O Serviço Geológico do Brasil (SGB) lançou o Atlas Geoquímico de Minas Gerais, um documento fundamental que reúne dados sobre a distribuição de elementos químicos e suas concentrações em diversas matrizes amostradas, incluindo sedimentos de corrente e águas superficiais. Essa publicação se torna uma ferramenta crucial para pesquisadores, órgãos ambientais e de regulação, além de subsidiar estudos em áreas como agricultura e saúde pública.
Dados alarmantes sobre a qualidade ambiental
O Atlas contém 50 mapas de amostragem de sedimentos de corrente e 39 mapas de águas superficiais, totalizando 104 áreas que requerem estudos mais aprofundados. Os dados foram coletados entre 2009 e 2013 e revelam cerca de 24 mil concentrações de elementos químicos acima dos limites estabelecidos por normas ambientais.
Impactos de desastres ambientais
Além de fornecer informações sobre a qualidade da água e do solo, o levantamento geoquímico também é vital para entender os impactos de desastres ambientais, como os rompimentos de barragens em Mariana e Brumadinho. O SGB utilizou os dados para comparar os níveis de metais antes e depois desses eventos, permitindo uma avaliação mais precisa dos danos e facilitando a cobrança de reparações.

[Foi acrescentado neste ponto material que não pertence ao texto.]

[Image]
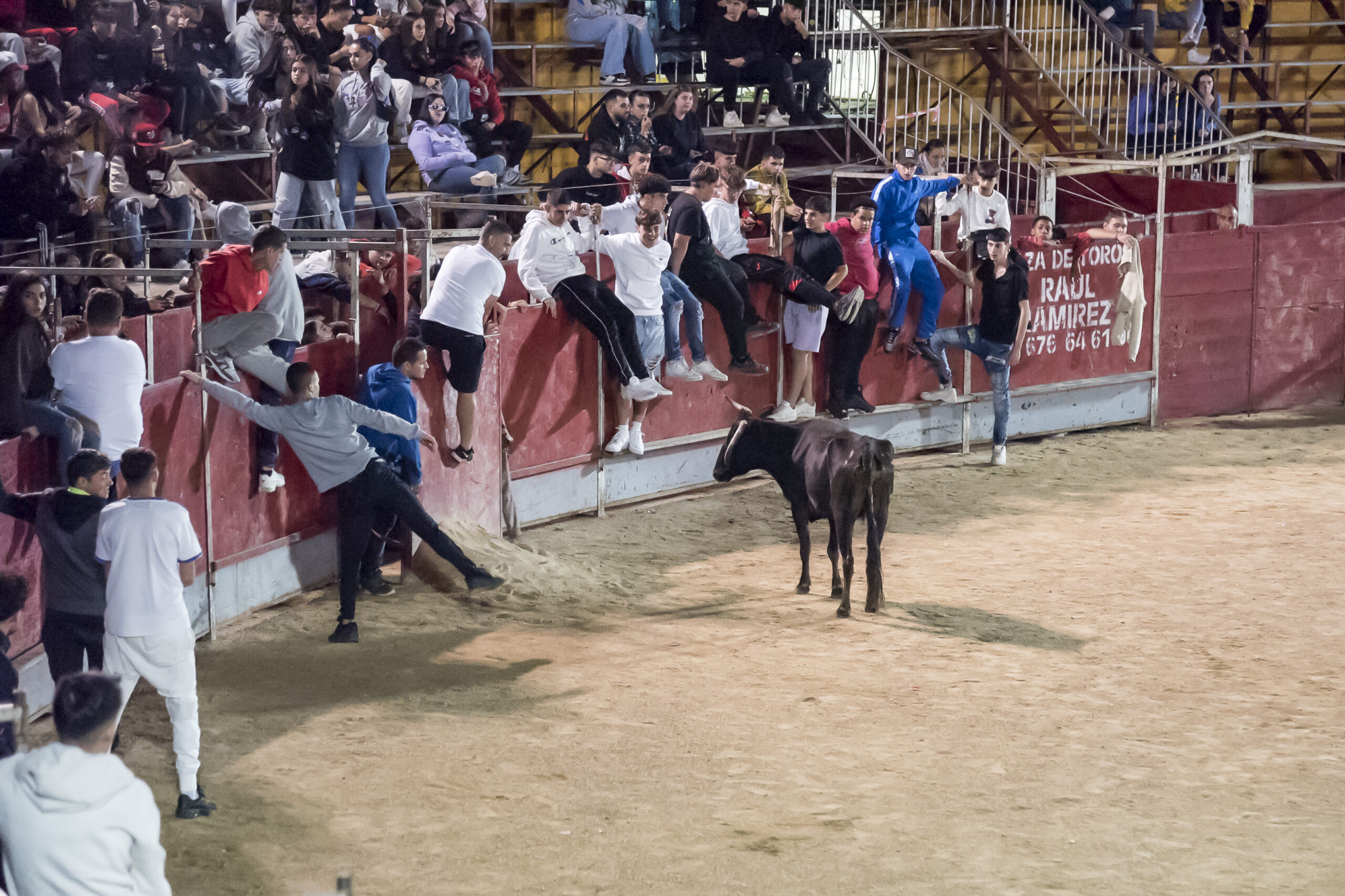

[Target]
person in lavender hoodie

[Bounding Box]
[406,94,504,195]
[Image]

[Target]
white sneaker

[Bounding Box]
[920,386,958,405]
[691,358,729,382]
[640,377,672,395]
[603,426,631,455]
[663,358,705,382]
[257,470,285,495]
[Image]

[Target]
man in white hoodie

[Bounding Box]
[509,190,663,401]
[0,673,172,896]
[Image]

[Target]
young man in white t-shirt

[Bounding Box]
[51,289,145,477]
[592,206,672,456]
[421,218,514,460]
[943,160,1013,261]
[94,448,215,818]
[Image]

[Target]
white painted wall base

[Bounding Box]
[512,373,1153,525]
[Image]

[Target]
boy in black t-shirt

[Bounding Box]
[920,227,1032,467]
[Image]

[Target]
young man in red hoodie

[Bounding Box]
[453,40,533,184]
[183,226,289,395]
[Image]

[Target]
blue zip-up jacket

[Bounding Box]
[873,172,961,246]
[359,362,420,486]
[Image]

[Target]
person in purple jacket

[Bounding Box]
[406,94,506,195]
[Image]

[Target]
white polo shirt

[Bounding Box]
[421,242,504,336]
[94,498,200,638]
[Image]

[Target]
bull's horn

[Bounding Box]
[723,395,752,417]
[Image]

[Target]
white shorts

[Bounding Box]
[784,301,827,351]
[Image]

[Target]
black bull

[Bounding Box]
[714,402,892,616]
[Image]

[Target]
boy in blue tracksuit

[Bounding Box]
[358,336,429,595]
[873,147,966,354]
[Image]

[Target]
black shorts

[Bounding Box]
[421,318,485,394]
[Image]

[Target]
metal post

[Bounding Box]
[192,266,215,640]
[1141,155,1167,426]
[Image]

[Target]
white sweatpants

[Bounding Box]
[102,630,200,796]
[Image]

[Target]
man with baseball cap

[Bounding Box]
[873,147,966,360]
[108,121,206,269]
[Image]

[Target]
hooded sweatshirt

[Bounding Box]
[0,484,108,618]
[406,121,476,183]
[509,209,593,301]
[332,59,393,147]
[358,362,421,486]
[215,202,304,342]
[0,743,172,896]
[200,379,421,491]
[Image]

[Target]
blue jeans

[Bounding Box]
[929,324,1013,445]
[425,156,504,196]
[23,398,99,486]
[659,270,705,364]
[882,242,943,339]
[336,141,397,230]
[109,196,196,268]
[565,15,656,77]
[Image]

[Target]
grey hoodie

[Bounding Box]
[215,202,304,342]
[332,59,393,147]
[0,743,172,896]
[200,379,421,491]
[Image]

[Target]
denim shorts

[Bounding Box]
[635,315,663,373]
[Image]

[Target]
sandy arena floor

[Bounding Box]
[89,409,1345,896]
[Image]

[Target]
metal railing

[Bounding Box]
[814,0,1038,214]
[1011,0,1230,169]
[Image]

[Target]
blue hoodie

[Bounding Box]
[359,362,420,486]
[873,172,961,246]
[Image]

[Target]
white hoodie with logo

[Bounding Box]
[509,209,593,301]
[0,743,172,896]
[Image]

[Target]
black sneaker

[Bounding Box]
[173,787,215,818]
[465,566,504,591]
[327,620,359,644]
[846,389,876,414]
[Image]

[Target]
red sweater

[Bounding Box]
[453,66,504,124]
[200,246,271,323]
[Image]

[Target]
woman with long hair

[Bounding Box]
[0,270,98,484]
[406,96,504,195]
[272,55,346,230]
[654,84,710,180]
[332,38,397,230]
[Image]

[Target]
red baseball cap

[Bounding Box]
[130,121,164,147]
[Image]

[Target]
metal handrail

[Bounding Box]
[812,0,1040,213]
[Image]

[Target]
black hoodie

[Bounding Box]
[0,484,108,616]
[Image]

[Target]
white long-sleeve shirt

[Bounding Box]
[701,196,752,258]
[0,741,172,896]
[597,227,672,318]
[509,209,593,301]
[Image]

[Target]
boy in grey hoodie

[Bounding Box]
[0,673,172,896]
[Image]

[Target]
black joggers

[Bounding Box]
[552,275,649,385]
[336,457,476,620]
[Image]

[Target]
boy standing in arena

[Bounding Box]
[182,362,504,644]
[96,448,215,818]
[771,196,844,422]
[872,147,966,363]
[920,227,1032,467]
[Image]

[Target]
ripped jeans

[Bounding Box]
[929,324,1013,445]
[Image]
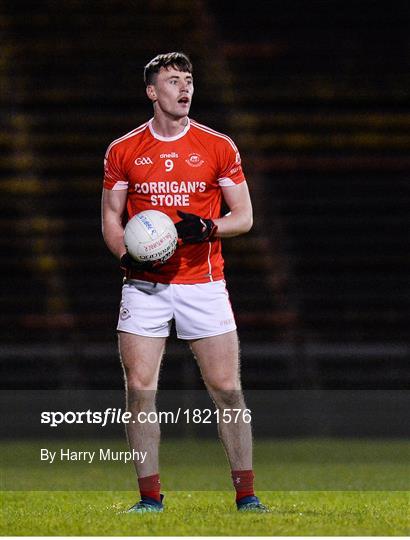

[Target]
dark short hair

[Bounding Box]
[144,52,192,86]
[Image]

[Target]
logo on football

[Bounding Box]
[124,210,178,262]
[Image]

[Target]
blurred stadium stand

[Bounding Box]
[0,0,410,396]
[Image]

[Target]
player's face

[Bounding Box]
[147,67,194,119]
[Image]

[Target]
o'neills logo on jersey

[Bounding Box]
[134,157,153,165]
[185,152,204,167]
[159,152,179,159]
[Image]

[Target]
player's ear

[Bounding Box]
[145,84,157,101]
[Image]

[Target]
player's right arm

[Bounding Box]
[101,188,128,259]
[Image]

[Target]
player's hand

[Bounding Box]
[120,251,161,272]
[175,210,218,244]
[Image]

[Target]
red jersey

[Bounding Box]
[104,119,245,283]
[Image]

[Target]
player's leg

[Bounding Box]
[190,331,268,512]
[190,331,252,470]
[118,332,166,511]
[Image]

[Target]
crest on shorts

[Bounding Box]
[185,152,204,167]
[120,306,131,321]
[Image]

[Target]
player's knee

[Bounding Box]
[126,373,156,393]
[212,386,244,409]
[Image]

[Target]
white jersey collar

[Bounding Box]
[148,118,191,142]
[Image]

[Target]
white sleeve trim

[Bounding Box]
[112,180,128,191]
[218,178,236,187]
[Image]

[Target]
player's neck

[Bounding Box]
[151,114,188,137]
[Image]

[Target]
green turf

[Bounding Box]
[2,491,410,536]
[0,440,410,536]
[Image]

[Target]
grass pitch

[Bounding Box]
[1,441,410,536]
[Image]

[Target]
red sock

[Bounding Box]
[231,469,255,501]
[138,474,161,502]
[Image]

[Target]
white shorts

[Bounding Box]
[117,279,236,339]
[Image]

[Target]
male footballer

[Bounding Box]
[102,52,268,513]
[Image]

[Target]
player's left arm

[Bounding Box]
[213,182,253,238]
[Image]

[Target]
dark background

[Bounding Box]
[0,0,410,435]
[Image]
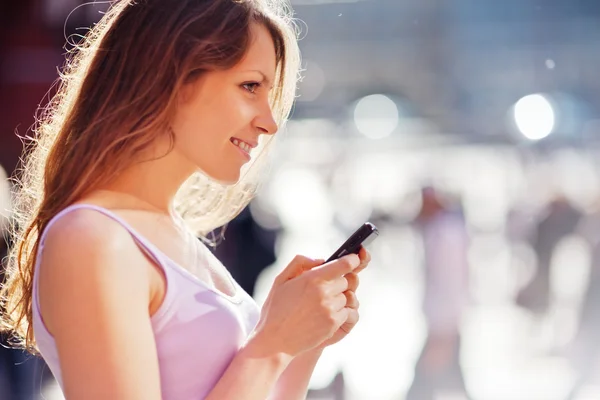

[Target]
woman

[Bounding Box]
[3,0,369,400]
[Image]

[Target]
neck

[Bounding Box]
[101,143,194,215]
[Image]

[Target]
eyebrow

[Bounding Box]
[247,69,273,89]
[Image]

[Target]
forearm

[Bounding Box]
[269,350,322,400]
[206,342,292,400]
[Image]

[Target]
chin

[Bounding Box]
[207,171,240,186]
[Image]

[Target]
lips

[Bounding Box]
[229,137,258,153]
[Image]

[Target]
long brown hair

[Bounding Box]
[0,0,299,352]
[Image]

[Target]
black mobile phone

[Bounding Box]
[325,222,379,263]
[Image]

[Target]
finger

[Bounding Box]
[344,270,360,292]
[333,307,351,332]
[311,254,360,280]
[331,293,348,311]
[275,255,323,283]
[344,290,360,310]
[340,307,360,333]
[355,247,371,273]
[326,275,349,294]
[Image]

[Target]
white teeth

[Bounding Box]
[231,139,252,153]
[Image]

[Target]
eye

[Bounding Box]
[242,82,260,93]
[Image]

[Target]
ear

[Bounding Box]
[178,74,205,105]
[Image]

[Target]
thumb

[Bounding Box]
[275,256,325,284]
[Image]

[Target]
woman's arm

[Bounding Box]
[39,210,300,400]
[269,349,323,400]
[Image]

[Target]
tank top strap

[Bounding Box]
[37,204,166,269]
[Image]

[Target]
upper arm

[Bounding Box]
[39,210,160,400]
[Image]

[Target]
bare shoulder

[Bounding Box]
[38,209,149,332]
[44,209,131,254]
[38,209,160,399]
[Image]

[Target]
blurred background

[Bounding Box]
[0,0,600,400]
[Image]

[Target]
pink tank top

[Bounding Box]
[33,204,260,400]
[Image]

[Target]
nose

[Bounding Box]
[255,106,279,135]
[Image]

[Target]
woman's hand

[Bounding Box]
[251,254,364,357]
[319,247,371,348]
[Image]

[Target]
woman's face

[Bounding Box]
[171,24,277,184]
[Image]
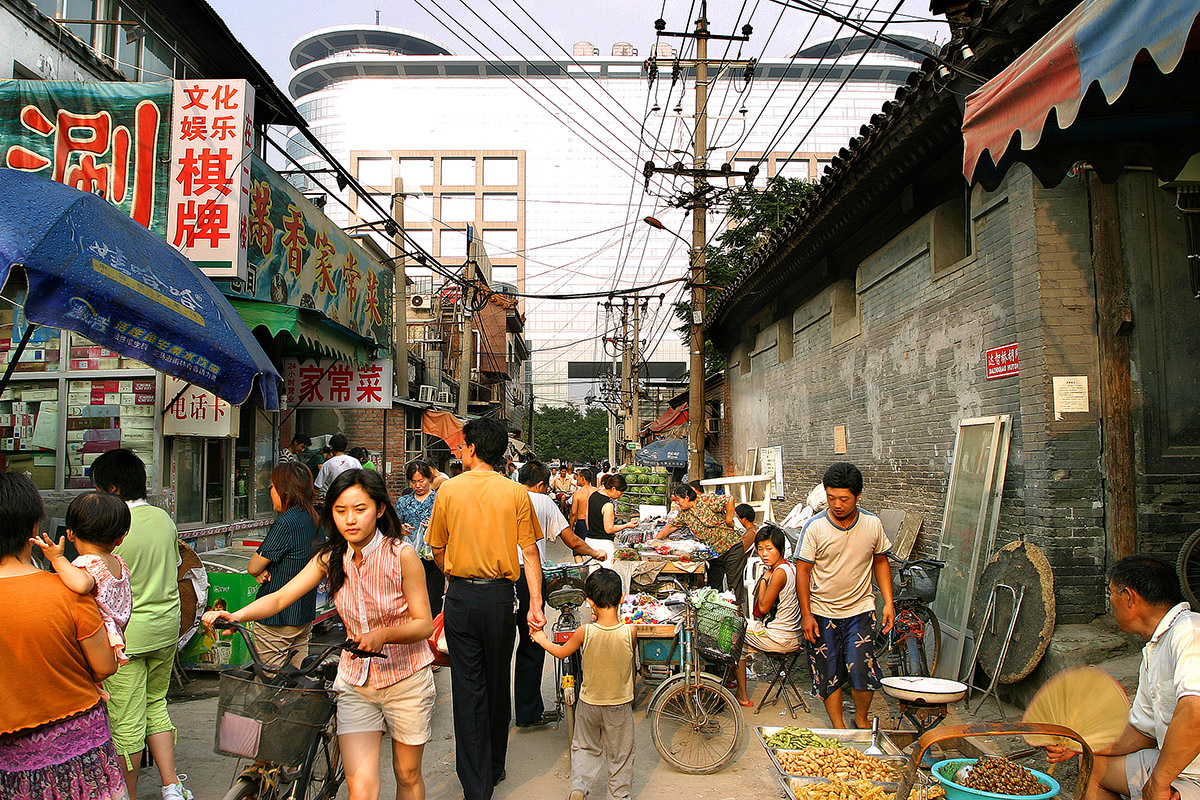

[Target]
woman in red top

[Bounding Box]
[204,469,437,800]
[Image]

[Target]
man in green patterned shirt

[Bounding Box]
[654,483,746,609]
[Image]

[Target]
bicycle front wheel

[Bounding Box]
[224,775,267,800]
[288,720,346,800]
[1175,530,1200,608]
[647,676,745,775]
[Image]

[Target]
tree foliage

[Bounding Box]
[533,405,608,462]
[676,176,814,375]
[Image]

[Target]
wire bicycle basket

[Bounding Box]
[892,563,942,603]
[214,669,334,766]
[692,602,746,667]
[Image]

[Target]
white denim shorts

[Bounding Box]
[334,667,438,745]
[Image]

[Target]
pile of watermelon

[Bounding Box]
[617,464,667,511]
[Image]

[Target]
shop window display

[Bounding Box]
[0,380,59,489]
[174,437,229,525]
[65,377,156,489]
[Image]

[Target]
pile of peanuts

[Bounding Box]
[775,747,898,781]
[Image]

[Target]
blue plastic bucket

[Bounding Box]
[930,758,1062,800]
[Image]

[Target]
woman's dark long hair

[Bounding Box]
[271,461,319,525]
[317,469,404,595]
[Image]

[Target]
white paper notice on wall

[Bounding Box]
[1054,375,1091,420]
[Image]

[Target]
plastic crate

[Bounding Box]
[214,670,334,766]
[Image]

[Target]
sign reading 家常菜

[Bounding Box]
[283,359,392,408]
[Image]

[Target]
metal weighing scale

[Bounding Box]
[883,676,967,768]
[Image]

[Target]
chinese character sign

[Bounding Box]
[162,375,241,439]
[167,80,254,279]
[283,359,391,408]
[985,342,1019,380]
[246,156,392,344]
[0,80,172,236]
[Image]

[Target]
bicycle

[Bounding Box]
[646,579,746,775]
[541,559,590,740]
[214,620,385,800]
[1175,530,1200,609]
[875,557,946,676]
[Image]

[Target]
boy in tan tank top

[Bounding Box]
[533,569,634,800]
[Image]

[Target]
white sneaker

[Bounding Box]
[162,775,192,800]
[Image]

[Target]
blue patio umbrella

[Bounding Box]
[634,439,721,475]
[0,169,281,410]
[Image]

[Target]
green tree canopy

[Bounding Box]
[527,405,608,462]
[676,176,814,374]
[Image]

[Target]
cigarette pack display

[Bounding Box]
[67,416,116,431]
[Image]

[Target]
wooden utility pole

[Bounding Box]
[642,0,758,481]
[458,256,475,420]
[629,296,642,441]
[620,297,637,464]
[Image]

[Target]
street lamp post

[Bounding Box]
[642,211,704,481]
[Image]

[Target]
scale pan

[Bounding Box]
[883,676,967,705]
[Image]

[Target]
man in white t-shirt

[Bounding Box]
[1046,554,1200,800]
[312,433,362,497]
[512,461,605,728]
[796,462,895,728]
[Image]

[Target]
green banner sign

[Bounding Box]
[242,156,392,344]
[0,80,173,236]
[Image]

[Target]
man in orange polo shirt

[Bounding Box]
[425,419,546,800]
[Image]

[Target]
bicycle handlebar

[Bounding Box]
[212,619,388,680]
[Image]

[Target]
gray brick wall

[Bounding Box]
[722,168,1104,622]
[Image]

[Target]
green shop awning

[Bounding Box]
[229,297,376,365]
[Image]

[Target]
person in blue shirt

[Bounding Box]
[246,461,317,667]
[396,461,446,616]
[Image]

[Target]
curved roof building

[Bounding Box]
[289,25,932,410]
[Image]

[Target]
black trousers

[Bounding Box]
[445,579,516,800]
[421,559,446,616]
[708,541,746,610]
[512,569,546,724]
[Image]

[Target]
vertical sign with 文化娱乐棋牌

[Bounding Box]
[0,80,172,236]
[984,342,1019,380]
[167,80,254,279]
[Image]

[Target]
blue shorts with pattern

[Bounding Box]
[804,610,883,699]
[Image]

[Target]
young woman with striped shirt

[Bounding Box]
[204,469,437,800]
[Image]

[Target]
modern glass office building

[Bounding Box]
[288,25,934,407]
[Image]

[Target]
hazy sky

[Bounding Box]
[209,0,947,90]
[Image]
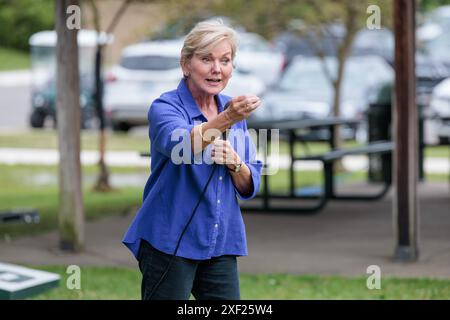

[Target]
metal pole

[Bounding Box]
[393,0,419,261]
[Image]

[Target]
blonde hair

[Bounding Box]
[180,20,237,66]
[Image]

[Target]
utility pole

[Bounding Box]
[55,0,84,252]
[393,0,419,261]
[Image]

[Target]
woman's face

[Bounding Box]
[183,39,233,95]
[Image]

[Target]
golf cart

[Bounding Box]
[29,30,112,129]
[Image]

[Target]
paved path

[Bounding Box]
[0,183,450,278]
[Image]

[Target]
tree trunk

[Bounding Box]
[94,43,112,192]
[55,0,84,252]
[332,1,361,171]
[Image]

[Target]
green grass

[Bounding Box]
[0,47,30,71]
[0,129,150,152]
[0,165,148,240]
[29,266,450,300]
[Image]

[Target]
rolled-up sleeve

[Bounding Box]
[235,121,262,200]
[148,98,194,158]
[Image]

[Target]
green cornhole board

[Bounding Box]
[0,263,60,300]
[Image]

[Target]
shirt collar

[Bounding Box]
[177,79,229,118]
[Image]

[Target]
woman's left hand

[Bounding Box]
[211,139,241,169]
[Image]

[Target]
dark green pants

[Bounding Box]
[138,240,240,300]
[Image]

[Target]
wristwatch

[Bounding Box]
[230,161,242,173]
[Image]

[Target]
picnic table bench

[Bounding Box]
[242,117,393,213]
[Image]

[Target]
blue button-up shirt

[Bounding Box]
[123,80,262,260]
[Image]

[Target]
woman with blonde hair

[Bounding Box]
[123,21,261,300]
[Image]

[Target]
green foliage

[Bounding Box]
[0,47,30,71]
[0,0,55,50]
[32,266,450,300]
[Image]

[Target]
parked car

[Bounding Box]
[104,39,265,131]
[430,78,450,144]
[29,30,112,128]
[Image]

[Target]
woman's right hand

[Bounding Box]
[224,95,261,123]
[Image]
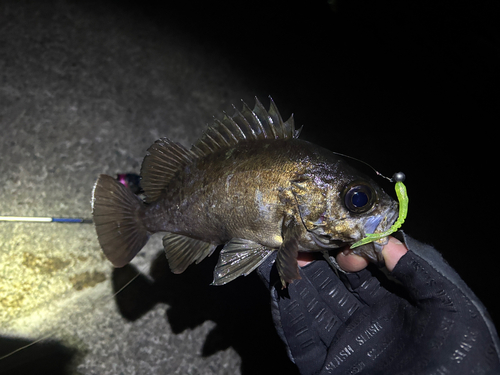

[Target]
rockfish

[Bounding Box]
[92,99,398,286]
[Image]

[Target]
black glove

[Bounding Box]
[258,233,500,375]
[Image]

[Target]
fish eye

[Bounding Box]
[344,182,375,214]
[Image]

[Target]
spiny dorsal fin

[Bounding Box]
[141,138,196,203]
[191,98,300,156]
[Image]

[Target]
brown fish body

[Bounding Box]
[93,101,397,285]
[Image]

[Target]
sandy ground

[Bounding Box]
[0,0,500,375]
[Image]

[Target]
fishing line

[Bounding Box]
[0,173,148,361]
[0,215,92,224]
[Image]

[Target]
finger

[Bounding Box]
[336,252,368,272]
[382,237,408,272]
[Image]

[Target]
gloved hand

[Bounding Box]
[258,233,500,375]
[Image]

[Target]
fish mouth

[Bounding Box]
[364,202,399,244]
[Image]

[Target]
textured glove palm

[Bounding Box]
[258,237,500,374]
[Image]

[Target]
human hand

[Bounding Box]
[297,236,408,272]
[258,235,500,374]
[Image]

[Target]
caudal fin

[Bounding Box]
[92,174,149,267]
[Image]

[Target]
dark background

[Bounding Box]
[0,0,500,374]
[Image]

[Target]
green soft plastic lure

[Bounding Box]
[351,172,409,249]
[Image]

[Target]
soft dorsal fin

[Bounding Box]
[141,138,196,203]
[191,98,300,156]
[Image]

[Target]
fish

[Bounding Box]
[92,98,398,288]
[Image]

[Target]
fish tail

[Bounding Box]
[92,174,149,267]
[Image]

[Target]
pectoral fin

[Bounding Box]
[276,216,305,288]
[163,233,216,273]
[212,238,274,285]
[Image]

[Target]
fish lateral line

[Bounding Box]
[351,172,409,249]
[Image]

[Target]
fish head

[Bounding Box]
[292,160,398,262]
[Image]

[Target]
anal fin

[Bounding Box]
[212,238,275,285]
[163,233,217,273]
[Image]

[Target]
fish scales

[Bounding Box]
[92,100,397,287]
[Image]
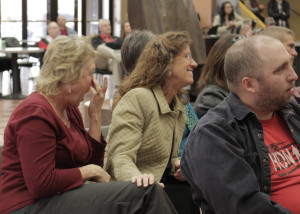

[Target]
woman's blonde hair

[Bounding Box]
[36,36,95,95]
[113,31,191,109]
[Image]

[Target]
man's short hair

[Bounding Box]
[224,35,279,94]
[260,26,295,42]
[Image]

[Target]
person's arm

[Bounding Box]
[88,77,107,142]
[104,89,149,180]
[106,37,122,50]
[181,119,291,214]
[268,2,280,19]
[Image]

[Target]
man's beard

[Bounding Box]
[256,81,291,111]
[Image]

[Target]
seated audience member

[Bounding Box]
[56,16,77,36]
[194,34,242,119]
[181,35,300,214]
[105,31,199,213]
[213,2,243,35]
[239,19,254,36]
[121,21,132,40]
[245,0,265,22]
[92,19,122,87]
[39,22,59,50]
[268,0,291,28]
[0,36,176,214]
[261,26,300,103]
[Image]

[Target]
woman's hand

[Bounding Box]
[79,164,110,183]
[131,173,165,188]
[88,77,107,141]
[174,159,185,181]
[89,76,107,119]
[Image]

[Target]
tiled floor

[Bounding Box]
[0,66,115,145]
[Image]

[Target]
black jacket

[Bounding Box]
[92,35,122,50]
[180,93,300,214]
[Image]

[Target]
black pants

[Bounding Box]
[12,182,177,214]
[161,176,200,214]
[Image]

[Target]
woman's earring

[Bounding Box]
[66,84,72,94]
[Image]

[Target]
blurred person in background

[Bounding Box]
[0,36,176,214]
[56,16,77,36]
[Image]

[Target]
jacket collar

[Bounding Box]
[226,92,294,120]
[152,86,184,114]
[226,92,255,120]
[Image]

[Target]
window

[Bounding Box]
[27,0,47,41]
[0,0,22,40]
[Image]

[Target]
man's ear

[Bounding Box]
[241,77,258,94]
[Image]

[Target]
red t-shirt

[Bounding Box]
[60,29,68,36]
[260,113,300,214]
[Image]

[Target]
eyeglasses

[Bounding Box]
[231,36,246,45]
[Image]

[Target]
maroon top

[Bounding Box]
[0,93,106,213]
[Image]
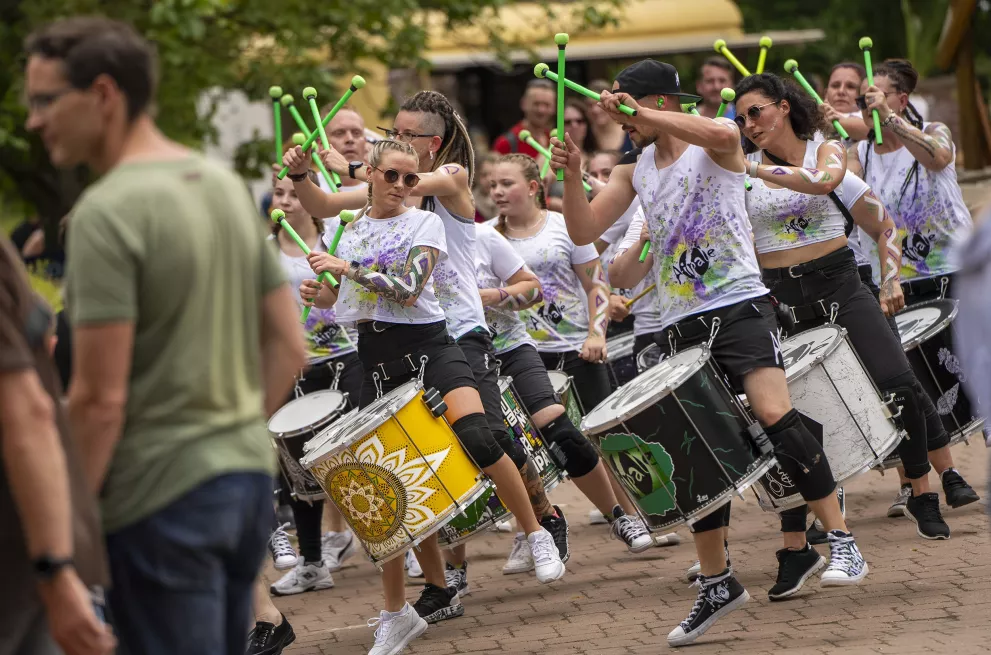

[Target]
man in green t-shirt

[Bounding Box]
[26,18,304,655]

Importância do levantamento geocientífico
Com a cobertura de cerca de 40% do território nacional, o programa do SGB é uma parte essencial da série de Atlas Geoquímicos Estaduais, que já inclui outros estados como Roraima, Ceará, e Pernambuco. Os resultados do Atlas de Minas Gerais são um passo importante para a gestão de crises e a fiscalização ambiental contínua.
Opinião
A publicação do Atlas Geoquímico de Minas Gerais é um marco na transparência das informações ambientais, essencial para a proteção da saúde pública e do meio ambiente no estado.